Ebenfalls sehr span­nend ist der sel­te­ne Einblick, wie das Adobe Stock Team auf die oben genann­ten Verhaltensweisen reagiert. Damit geben sie einen nütz­li­chen Einblick in die Denkweise der „Hüter des Algorithmus“:

Das Team hat ein neu­es Ranking-​Feature hin­zu­ge­fügt mit dem Namen „unbi­a­sed DTR“. DTR steht für „Download-​through-​rate“. Die Idee dahin­ter ist, dass bis­her die Anzahl der Verkäufe ins Verhältnis zu den Views bei den Suchergebnissen gesetzt wur­de. Ein Bild, was genau­so oft ange­zeigt wur­de wie ein ande­res, aber häu­fi­ger gekauft wur­de, bekam in der Zukunft einen höhe­ren Platz. Das berück­sich­tig­te aber noch nicht den Fakt, dass die Kunden die obe­ren Bilder unab­hän­gig von der Bildqualität bevor­zug­ten, wes­halb sich die­se Topseller oben fest­setz­ten und kaum von neue­ren, even­tu­ell bes­se­ren Bildern ablö­sen ließen.

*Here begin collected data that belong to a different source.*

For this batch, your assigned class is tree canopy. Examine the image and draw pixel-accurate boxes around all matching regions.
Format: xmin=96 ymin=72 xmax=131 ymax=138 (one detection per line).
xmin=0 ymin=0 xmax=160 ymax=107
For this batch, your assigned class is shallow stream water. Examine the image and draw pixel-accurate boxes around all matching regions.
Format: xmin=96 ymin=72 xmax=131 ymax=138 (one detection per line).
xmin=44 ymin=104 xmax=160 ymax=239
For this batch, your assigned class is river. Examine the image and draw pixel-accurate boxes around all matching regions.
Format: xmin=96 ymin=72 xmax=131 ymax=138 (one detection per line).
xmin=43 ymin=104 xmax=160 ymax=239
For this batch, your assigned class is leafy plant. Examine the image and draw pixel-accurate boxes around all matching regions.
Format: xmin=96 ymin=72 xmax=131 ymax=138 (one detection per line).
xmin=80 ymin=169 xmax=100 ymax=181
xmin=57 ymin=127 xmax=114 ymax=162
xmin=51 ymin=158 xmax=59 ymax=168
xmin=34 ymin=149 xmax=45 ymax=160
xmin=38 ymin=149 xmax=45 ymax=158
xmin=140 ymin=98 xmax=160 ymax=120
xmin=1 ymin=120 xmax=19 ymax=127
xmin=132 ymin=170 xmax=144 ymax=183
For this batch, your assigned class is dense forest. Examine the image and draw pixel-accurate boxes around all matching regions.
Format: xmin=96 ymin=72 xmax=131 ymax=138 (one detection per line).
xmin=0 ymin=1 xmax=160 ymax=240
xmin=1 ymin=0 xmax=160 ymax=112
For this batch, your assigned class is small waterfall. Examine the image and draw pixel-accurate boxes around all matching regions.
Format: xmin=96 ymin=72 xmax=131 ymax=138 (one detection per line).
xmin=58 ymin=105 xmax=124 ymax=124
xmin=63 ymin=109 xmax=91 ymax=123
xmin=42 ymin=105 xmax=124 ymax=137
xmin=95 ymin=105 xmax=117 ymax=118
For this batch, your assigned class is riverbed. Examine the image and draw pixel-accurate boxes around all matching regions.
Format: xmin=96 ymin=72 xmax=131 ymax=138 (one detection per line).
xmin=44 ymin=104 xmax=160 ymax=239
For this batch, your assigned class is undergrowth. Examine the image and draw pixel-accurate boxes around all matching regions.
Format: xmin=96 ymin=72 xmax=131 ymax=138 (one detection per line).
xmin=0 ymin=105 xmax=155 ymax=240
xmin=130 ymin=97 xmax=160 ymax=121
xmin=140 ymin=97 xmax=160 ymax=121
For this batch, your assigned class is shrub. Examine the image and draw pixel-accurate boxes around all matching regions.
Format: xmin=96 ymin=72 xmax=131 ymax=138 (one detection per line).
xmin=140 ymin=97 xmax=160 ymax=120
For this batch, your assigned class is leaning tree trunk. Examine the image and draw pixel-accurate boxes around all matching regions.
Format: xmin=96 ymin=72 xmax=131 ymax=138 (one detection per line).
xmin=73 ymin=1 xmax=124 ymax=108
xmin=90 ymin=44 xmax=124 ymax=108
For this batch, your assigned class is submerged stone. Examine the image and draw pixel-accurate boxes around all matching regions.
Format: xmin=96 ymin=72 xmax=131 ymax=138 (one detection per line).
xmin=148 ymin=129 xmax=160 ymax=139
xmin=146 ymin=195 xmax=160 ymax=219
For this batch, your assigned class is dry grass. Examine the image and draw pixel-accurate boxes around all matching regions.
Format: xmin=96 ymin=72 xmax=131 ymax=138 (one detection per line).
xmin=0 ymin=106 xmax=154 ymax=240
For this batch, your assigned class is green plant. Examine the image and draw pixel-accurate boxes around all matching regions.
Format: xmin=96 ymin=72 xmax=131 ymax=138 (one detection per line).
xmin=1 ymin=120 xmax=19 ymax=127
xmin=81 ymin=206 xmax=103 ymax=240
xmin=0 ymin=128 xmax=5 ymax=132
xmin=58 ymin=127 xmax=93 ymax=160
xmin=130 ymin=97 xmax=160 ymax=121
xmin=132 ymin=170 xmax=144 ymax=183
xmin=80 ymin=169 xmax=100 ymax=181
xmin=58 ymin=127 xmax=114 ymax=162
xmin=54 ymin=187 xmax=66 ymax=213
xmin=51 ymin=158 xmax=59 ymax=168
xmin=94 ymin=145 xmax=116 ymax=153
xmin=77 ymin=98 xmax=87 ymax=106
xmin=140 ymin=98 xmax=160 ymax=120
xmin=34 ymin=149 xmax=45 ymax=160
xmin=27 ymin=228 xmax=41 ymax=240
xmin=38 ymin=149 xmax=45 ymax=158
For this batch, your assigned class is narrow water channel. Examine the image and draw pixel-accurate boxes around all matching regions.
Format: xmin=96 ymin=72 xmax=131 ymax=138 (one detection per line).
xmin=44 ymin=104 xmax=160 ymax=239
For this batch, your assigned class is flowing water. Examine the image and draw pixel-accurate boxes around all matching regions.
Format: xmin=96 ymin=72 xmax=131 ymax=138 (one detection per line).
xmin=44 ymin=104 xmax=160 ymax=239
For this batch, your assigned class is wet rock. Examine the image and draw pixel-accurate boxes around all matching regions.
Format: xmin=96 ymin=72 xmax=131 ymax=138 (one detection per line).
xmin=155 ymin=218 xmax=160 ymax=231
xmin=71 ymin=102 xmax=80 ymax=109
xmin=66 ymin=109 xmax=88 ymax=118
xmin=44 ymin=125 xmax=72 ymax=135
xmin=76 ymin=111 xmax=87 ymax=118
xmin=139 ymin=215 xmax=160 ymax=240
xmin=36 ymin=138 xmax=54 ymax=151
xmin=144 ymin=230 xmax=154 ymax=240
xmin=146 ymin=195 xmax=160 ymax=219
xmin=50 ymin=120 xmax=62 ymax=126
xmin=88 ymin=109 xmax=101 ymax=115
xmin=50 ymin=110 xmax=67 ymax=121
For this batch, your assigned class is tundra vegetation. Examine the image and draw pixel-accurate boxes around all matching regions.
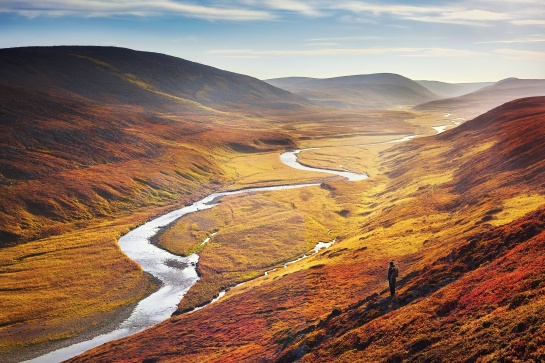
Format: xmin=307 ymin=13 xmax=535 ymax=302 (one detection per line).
xmin=1 ymin=47 xmax=544 ymax=363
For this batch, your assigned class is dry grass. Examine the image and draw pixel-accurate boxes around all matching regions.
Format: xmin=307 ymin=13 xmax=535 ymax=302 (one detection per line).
xmin=0 ymin=214 xmax=157 ymax=356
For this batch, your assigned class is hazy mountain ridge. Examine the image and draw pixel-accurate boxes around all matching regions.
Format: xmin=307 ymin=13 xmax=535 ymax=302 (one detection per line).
xmin=416 ymin=80 xmax=493 ymax=98
xmin=266 ymin=73 xmax=439 ymax=109
xmin=414 ymin=77 xmax=545 ymax=118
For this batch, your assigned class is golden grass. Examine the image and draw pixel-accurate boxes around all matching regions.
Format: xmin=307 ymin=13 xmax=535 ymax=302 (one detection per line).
xmin=60 ymin=98 xmax=545 ymax=363
xmin=160 ymin=185 xmax=342 ymax=312
xmin=490 ymin=194 xmax=545 ymax=227
xmin=10 ymin=97 xmax=545 ymax=362
xmin=0 ymin=213 xmax=159 ymax=354
xmin=219 ymin=151 xmax=328 ymax=189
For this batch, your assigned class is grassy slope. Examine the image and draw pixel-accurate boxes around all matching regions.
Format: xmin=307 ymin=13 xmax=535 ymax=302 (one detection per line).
xmin=68 ymin=97 xmax=545 ymax=362
xmin=0 ymin=46 xmax=311 ymax=111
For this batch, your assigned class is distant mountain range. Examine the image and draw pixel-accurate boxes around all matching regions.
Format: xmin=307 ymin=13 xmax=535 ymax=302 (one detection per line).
xmin=266 ymin=73 xmax=439 ymax=109
xmin=267 ymin=74 xmax=545 ymax=114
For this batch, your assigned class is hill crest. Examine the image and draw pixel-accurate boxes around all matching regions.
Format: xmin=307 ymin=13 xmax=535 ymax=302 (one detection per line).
xmin=266 ymin=73 xmax=438 ymax=109
xmin=0 ymin=46 xmax=311 ymax=111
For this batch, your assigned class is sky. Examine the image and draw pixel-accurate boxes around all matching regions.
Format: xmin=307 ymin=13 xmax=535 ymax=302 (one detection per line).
xmin=1 ymin=0 xmax=544 ymax=82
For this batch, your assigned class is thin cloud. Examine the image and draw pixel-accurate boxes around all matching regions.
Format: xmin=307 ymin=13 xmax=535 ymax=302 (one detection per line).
xmin=308 ymin=36 xmax=385 ymax=42
xmin=477 ymin=35 xmax=545 ymax=44
xmin=0 ymin=0 xmax=275 ymax=21
xmin=494 ymin=48 xmax=545 ymax=61
xmin=209 ymin=47 xmax=483 ymax=57
xmin=331 ymin=2 xmax=511 ymax=26
xmin=240 ymin=0 xmax=322 ymax=17
xmin=407 ymin=9 xmax=511 ymax=26
xmin=3 ymin=0 xmax=541 ymax=27
xmin=209 ymin=48 xmax=403 ymax=56
xmin=306 ymin=42 xmax=341 ymax=47
xmin=400 ymin=48 xmax=485 ymax=57
xmin=511 ymin=20 xmax=545 ymax=27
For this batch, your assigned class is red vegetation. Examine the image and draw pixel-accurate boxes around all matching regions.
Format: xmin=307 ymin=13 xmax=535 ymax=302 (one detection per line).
xmin=3 ymin=46 xmax=545 ymax=362
xmin=299 ymin=207 xmax=545 ymax=363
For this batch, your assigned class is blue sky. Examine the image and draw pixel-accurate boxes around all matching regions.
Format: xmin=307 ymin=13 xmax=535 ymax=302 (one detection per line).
xmin=1 ymin=0 xmax=544 ymax=82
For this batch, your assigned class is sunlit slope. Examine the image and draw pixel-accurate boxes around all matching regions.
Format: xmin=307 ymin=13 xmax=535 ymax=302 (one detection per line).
xmin=0 ymin=84 xmax=294 ymax=244
xmin=0 ymin=79 xmax=296 ymax=361
xmin=0 ymin=46 xmax=304 ymax=361
xmin=0 ymin=46 xmax=314 ymax=244
xmin=0 ymin=46 xmax=311 ymax=111
xmin=296 ymin=95 xmax=545 ymax=362
xmin=69 ymin=97 xmax=545 ymax=362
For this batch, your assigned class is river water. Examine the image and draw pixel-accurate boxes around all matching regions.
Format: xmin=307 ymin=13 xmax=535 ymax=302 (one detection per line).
xmin=280 ymin=149 xmax=368 ymax=181
xmin=22 ymin=150 xmax=367 ymax=363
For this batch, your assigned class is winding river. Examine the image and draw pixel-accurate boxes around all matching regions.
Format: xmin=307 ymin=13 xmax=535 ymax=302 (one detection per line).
xmin=22 ymin=125 xmax=457 ymax=363
xmin=23 ymin=149 xmax=367 ymax=363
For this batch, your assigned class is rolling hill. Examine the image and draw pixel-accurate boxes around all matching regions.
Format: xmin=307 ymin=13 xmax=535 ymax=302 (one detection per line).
xmin=3 ymin=45 xmax=543 ymax=363
xmin=0 ymin=46 xmax=316 ymax=244
xmin=415 ymin=77 xmax=545 ymax=118
xmin=265 ymin=73 xmax=439 ymax=109
xmin=0 ymin=46 xmax=311 ymax=111
xmin=67 ymin=98 xmax=545 ymax=362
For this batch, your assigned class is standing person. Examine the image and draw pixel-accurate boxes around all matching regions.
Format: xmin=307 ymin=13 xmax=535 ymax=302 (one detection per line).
xmin=388 ymin=261 xmax=399 ymax=296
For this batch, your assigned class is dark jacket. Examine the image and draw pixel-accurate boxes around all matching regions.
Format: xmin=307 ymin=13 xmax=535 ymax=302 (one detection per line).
xmin=388 ymin=265 xmax=399 ymax=281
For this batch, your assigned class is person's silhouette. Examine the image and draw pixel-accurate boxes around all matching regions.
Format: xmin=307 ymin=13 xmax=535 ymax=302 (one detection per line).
xmin=388 ymin=261 xmax=399 ymax=296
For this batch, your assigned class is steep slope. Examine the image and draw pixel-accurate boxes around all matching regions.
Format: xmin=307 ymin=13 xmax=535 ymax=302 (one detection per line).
xmin=0 ymin=46 xmax=311 ymax=111
xmin=68 ymin=98 xmax=545 ymax=362
xmin=266 ymin=73 xmax=439 ymax=109
xmin=415 ymin=77 xmax=545 ymax=118
xmin=416 ymin=80 xmax=492 ymax=98
xmin=0 ymin=47 xmax=306 ymax=361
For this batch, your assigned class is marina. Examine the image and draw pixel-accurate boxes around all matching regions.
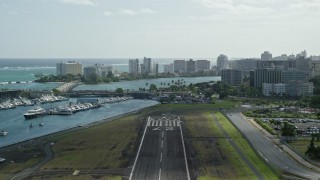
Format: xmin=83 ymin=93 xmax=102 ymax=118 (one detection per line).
xmin=0 ymin=99 xmax=158 ymax=148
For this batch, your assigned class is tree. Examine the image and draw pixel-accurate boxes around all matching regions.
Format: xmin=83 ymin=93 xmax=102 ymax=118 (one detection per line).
xmin=305 ymin=137 xmax=319 ymax=159
xmin=115 ymin=88 xmax=124 ymax=95
xmin=281 ymin=122 xmax=296 ymax=141
xmin=149 ymin=84 xmax=157 ymax=91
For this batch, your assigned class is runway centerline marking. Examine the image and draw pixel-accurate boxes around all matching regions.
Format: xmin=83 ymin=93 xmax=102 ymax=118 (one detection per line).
xmin=160 ymin=152 xmax=163 ymax=162
xmin=161 ymin=140 xmax=163 ymax=149
xmin=162 ymin=131 xmax=164 ymax=138
xmin=159 ymin=168 xmax=162 ymax=180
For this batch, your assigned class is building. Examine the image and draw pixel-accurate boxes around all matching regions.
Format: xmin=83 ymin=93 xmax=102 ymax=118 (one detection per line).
xmin=262 ymin=83 xmax=286 ymax=96
xmin=261 ymin=51 xmax=272 ymax=61
xmin=83 ymin=66 xmax=97 ymax=80
xmin=129 ymin=59 xmax=140 ymax=75
xmin=310 ymin=60 xmax=320 ymax=77
xmin=196 ymin=60 xmax=210 ymax=72
xmin=250 ymin=68 xmax=282 ymax=88
xmin=56 ymin=61 xmax=82 ymax=76
xmin=186 ymin=59 xmax=196 ymax=73
xmin=217 ymin=54 xmax=229 ymax=71
xmin=174 ymin=60 xmax=186 ymax=73
xmin=152 ymin=62 xmax=159 ymax=74
xmin=221 ymin=69 xmax=242 ymax=86
xmin=143 ymin=57 xmax=152 ymax=74
xmin=285 ymin=81 xmax=313 ymax=97
xmin=256 ymin=60 xmax=295 ymax=70
xmin=163 ymin=63 xmax=174 ymax=74
xmin=282 ymin=70 xmax=308 ymax=83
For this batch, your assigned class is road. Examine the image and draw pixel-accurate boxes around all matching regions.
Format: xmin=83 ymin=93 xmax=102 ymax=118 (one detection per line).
xmin=129 ymin=116 xmax=190 ymax=180
xmin=228 ymin=112 xmax=320 ymax=180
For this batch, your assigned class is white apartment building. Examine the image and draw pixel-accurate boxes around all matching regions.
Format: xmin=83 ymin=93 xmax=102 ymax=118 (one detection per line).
xmin=217 ymin=54 xmax=229 ymax=71
xmin=129 ymin=59 xmax=140 ymax=75
xmin=261 ymin=51 xmax=272 ymax=61
xmin=262 ymin=83 xmax=286 ymax=96
xmin=196 ymin=60 xmax=210 ymax=72
xmin=174 ymin=60 xmax=186 ymax=73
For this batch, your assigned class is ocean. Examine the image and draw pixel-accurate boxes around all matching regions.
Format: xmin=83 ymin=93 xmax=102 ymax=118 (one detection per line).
xmin=0 ymin=58 xmax=216 ymax=83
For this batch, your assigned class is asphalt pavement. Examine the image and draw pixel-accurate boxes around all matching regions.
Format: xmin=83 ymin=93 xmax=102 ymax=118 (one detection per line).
xmin=228 ymin=112 xmax=320 ymax=180
xmin=129 ymin=116 xmax=190 ymax=180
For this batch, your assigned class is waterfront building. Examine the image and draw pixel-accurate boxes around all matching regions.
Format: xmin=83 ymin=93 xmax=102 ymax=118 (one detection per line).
xmin=163 ymin=63 xmax=174 ymax=74
xmin=186 ymin=59 xmax=196 ymax=73
xmin=129 ymin=59 xmax=140 ymax=75
xmin=174 ymin=60 xmax=186 ymax=73
xmin=250 ymin=68 xmax=282 ymax=88
xmin=83 ymin=66 xmax=97 ymax=80
xmin=143 ymin=57 xmax=152 ymax=74
xmin=261 ymin=51 xmax=272 ymax=61
xmin=221 ymin=69 xmax=242 ymax=86
xmin=196 ymin=60 xmax=210 ymax=72
xmin=152 ymin=62 xmax=159 ymax=74
xmin=217 ymin=54 xmax=229 ymax=71
xmin=56 ymin=61 xmax=82 ymax=76
xmin=285 ymin=81 xmax=313 ymax=97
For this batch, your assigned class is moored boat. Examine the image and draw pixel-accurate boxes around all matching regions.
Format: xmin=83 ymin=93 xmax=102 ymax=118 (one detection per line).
xmin=23 ymin=106 xmax=46 ymax=119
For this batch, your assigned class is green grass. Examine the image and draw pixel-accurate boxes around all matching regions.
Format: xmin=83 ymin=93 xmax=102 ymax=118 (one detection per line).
xmin=31 ymin=175 xmax=122 ymax=180
xmin=184 ymin=110 xmax=266 ymax=179
xmin=288 ymin=137 xmax=320 ymax=155
xmin=254 ymin=118 xmax=277 ymax=135
xmin=0 ymin=158 xmax=42 ymax=179
xmin=214 ymin=112 xmax=279 ymax=179
xmin=42 ymin=114 xmax=142 ymax=170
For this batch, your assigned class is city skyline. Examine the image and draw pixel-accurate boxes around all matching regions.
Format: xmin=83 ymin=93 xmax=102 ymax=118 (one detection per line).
xmin=1 ymin=0 xmax=320 ymax=58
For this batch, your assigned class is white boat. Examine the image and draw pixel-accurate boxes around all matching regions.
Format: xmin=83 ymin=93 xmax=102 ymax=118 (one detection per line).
xmin=39 ymin=122 xmax=44 ymax=126
xmin=23 ymin=106 xmax=46 ymax=119
xmin=0 ymin=130 xmax=8 ymax=136
xmin=52 ymin=107 xmax=73 ymax=115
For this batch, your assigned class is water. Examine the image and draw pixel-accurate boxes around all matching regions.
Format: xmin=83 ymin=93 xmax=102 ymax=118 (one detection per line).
xmin=75 ymin=76 xmax=221 ymax=91
xmin=0 ymin=99 xmax=158 ymax=148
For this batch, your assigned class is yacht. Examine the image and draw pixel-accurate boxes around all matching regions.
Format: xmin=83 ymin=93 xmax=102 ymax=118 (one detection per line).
xmin=23 ymin=106 xmax=46 ymax=119
xmin=0 ymin=130 xmax=8 ymax=136
xmin=52 ymin=107 xmax=73 ymax=115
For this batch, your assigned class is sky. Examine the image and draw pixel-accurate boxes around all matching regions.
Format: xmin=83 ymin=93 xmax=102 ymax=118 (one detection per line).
xmin=0 ymin=0 xmax=320 ymax=59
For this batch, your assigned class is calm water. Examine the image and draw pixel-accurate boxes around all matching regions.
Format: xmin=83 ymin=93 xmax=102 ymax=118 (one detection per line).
xmin=0 ymin=99 xmax=158 ymax=148
xmin=75 ymin=76 xmax=221 ymax=91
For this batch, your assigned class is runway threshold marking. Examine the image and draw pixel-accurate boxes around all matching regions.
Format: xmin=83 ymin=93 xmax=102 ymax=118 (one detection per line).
xmin=178 ymin=116 xmax=191 ymax=180
xmin=129 ymin=117 xmax=150 ymax=180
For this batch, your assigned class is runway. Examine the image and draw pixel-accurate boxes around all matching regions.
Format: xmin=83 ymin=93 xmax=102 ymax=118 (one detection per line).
xmin=129 ymin=115 xmax=190 ymax=180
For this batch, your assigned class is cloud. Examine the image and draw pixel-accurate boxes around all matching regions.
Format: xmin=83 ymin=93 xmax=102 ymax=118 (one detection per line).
xmin=59 ymin=0 xmax=97 ymax=6
xmin=103 ymin=11 xmax=113 ymax=16
xmin=119 ymin=8 xmax=157 ymax=16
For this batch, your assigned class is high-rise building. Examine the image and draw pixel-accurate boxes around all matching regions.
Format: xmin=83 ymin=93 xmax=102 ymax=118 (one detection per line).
xmin=261 ymin=51 xmax=272 ymax=61
xmin=217 ymin=54 xmax=229 ymax=71
xmin=186 ymin=59 xmax=196 ymax=73
xmin=83 ymin=66 xmax=97 ymax=80
xmin=250 ymin=68 xmax=282 ymax=88
xmin=163 ymin=63 xmax=174 ymax=73
xmin=256 ymin=60 xmax=295 ymax=70
xmin=129 ymin=59 xmax=139 ymax=75
xmin=310 ymin=60 xmax=320 ymax=77
xmin=56 ymin=61 xmax=82 ymax=76
xmin=174 ymin=60 xmax=186 ymax=73
xmin=152 ymin=62 xmax=159 ymax=74
xmin=143 ymin=57 xmax=152 ymax=74
xmin=221 ymin=69 xmax=242 ymax=86
xmin=196 ymin=60 xmax=210 ymax=72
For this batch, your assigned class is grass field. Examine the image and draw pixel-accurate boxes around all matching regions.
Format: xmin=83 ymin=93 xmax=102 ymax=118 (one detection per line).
xmin=288 ymin=137 xmax=320 ymax=156
xmin=183 ymin=110 xmax=279 ymax=179
xmin=42 ymin=114 xmax=143 ymax=170
xmin=214 ymin=112 xmax=279 ymax=179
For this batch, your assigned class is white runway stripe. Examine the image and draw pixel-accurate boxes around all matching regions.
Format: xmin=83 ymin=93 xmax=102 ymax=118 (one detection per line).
xmin=173 ymin=121 xmax=176 ymax=127
xmin=159 ymin=121 xmax=162 ymax=126
xmin=151 ymin=121 xmax=155 ymax=126
xmin=165 ymin=121 xmax=168 ymax=126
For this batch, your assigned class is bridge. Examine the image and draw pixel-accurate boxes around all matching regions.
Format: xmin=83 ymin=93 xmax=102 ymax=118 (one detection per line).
xmin=65 ymin=90 xmax=152 ymax=99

Beim „unbi­a­sed DTR“ wird das nun berück­sich­tigt, indem die Anzeigeposition mit ein­fließt in das Verhältnis. Zum Beispiel wird ein Bild auf dem Platz eins der Suchergebnisse als „ein View“ gezählt, wäh­rend ein Bild auf der 30. Position nur als „ein Fünftel View“ gezählt wird, weil die Neigung, das ers­te Bild zu kau­fen, fünf Mal höher ist als die, das 30. Bild zu kaufen.

Zusäzlich zu die­sem Faktor spie­len natür­lich noch vie­le ande­re Faktoren wie Alter des Bildes, Suchbegriffe, Portfoliogröße und so wei­ter eine Rolle.

Als Ergebnis wird im Artikel die­ses Vorher-​Nachher-​Beispiel gezeigt:

Vorher-​Nachher-​Vergleich des „unbi­a­sed DTR“-Ranking Features bei Adobe Stock

So sehr ich den Einblick in die Arbeitsweise des Such-​Teams zu schät­zen weiß, so sehr bin ich doch vom Ergebnis ent­täuscht. Es wird behaup­tet, das Nachher-​Ergebnis wür­de mehr Diversität und Variationen zei­gen. Ich bin da einer ande­ren Meinung.

Wie seht ihr das?

9 Gedanken zu „Adobe Stock erklärt seinen Suchalgorithmus: Erste Lehren“

  1. Das Nachher-​Bild zeigt doch weni­ger Diversität, unzäh­li­ge Typen vor Farbigem Hintergrund, ansons­ten Typen vor ande­rem Hintergund.
    Im Vorher-​Bild gibt es wenigs­tens noch etwas mehr „natür­li­che“ Szenen drau­ßen o.ä.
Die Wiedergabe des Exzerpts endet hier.